I’ve found the following steps essential to ensure this doesn’t happen:

  • Spend 5 minutes before each interview running through the CV and circumstances with the line manager. Point out potential areas of concern and also whether or not the candidate is likely to be under stress sufficient to effect their interview conduct.
  • Ensure that you understand any apparent ‘weaknesses’ in the CV. For example: candidate made redundant 3 years ago, unemployed for 6 months, takes the first job that he is offered because he has a family to support but it didn’t work out. A candidate should not be judged too harshly for this. Get the line manager to put themselves in the candidate’s shoes, there is a world of difference between someone who is flaky and someone who had no choice but to take the job
  • Bear in mind the economic conditions out there. If a candidate has been unemployed for a year and has had dozens of interviews despite having huge experience and a lot to offer the chances are that his or her confidence has gone and that they are under huge stress in their personal life due to financial pressures etc. You must bear this in mind and look beneath the nerves. Such a candidate will frequently be an excellent hire because they are so grateful that you had the imagination to see beneath their stress
  • When conducting a Competency Based Interview, should the candidate answer a question with a poor example, ask them for another example, explain the reason for the question. e.g.” We are trying to ascertain how good you are in a crisis, can you think carefully about your career to date and tell us of an event which you believe best demonstrates your ability to ‘x’.”
  • By the same token, if a candidate wanders from the point of the question. Don’t sit there with a fixed grin on your face. Interrupt and being them back on track. What you interpret as lack of focus is often just nerves or even enthusiasm.

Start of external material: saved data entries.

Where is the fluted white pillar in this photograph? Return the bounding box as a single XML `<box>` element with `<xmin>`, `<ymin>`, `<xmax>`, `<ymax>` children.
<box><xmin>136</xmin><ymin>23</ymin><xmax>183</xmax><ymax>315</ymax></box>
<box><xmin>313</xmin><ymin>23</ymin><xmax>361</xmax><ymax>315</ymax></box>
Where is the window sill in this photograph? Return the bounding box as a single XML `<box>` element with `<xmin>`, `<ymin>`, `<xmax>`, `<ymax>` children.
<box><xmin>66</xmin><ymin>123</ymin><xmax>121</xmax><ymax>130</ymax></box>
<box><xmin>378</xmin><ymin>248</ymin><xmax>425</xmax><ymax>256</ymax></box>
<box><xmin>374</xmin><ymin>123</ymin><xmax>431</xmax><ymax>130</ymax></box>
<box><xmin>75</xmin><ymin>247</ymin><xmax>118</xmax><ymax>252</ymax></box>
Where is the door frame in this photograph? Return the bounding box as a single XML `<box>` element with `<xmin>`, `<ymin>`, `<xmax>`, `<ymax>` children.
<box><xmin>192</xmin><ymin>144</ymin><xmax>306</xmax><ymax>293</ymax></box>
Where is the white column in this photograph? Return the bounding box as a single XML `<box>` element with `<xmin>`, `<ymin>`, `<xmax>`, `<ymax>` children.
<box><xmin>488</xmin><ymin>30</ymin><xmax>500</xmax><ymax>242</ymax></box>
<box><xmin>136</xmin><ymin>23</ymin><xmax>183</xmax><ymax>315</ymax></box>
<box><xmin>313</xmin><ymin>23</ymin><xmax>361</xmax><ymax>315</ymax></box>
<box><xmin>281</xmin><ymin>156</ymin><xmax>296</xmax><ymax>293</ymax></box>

  • Desperation in candidates is not a bad thing. There are many things that can motivate it. If someone has a family to support and are unemployed, yes, they will be desperate. You need to see through this and understand and empathise with them. “didn’t like ‘x’ he was too desperate” is not an acceptable reason for rejection.
  • Remember that those who have only interviewed a few times in their career or are coming back from a long career break (back to work mums etc) will tend to be less slick at interview. Bear this in mind.
  • Above all, empathise with the candidate and don’t judge too harshly, there are often reasons for behaviour and interviewing is very stressful.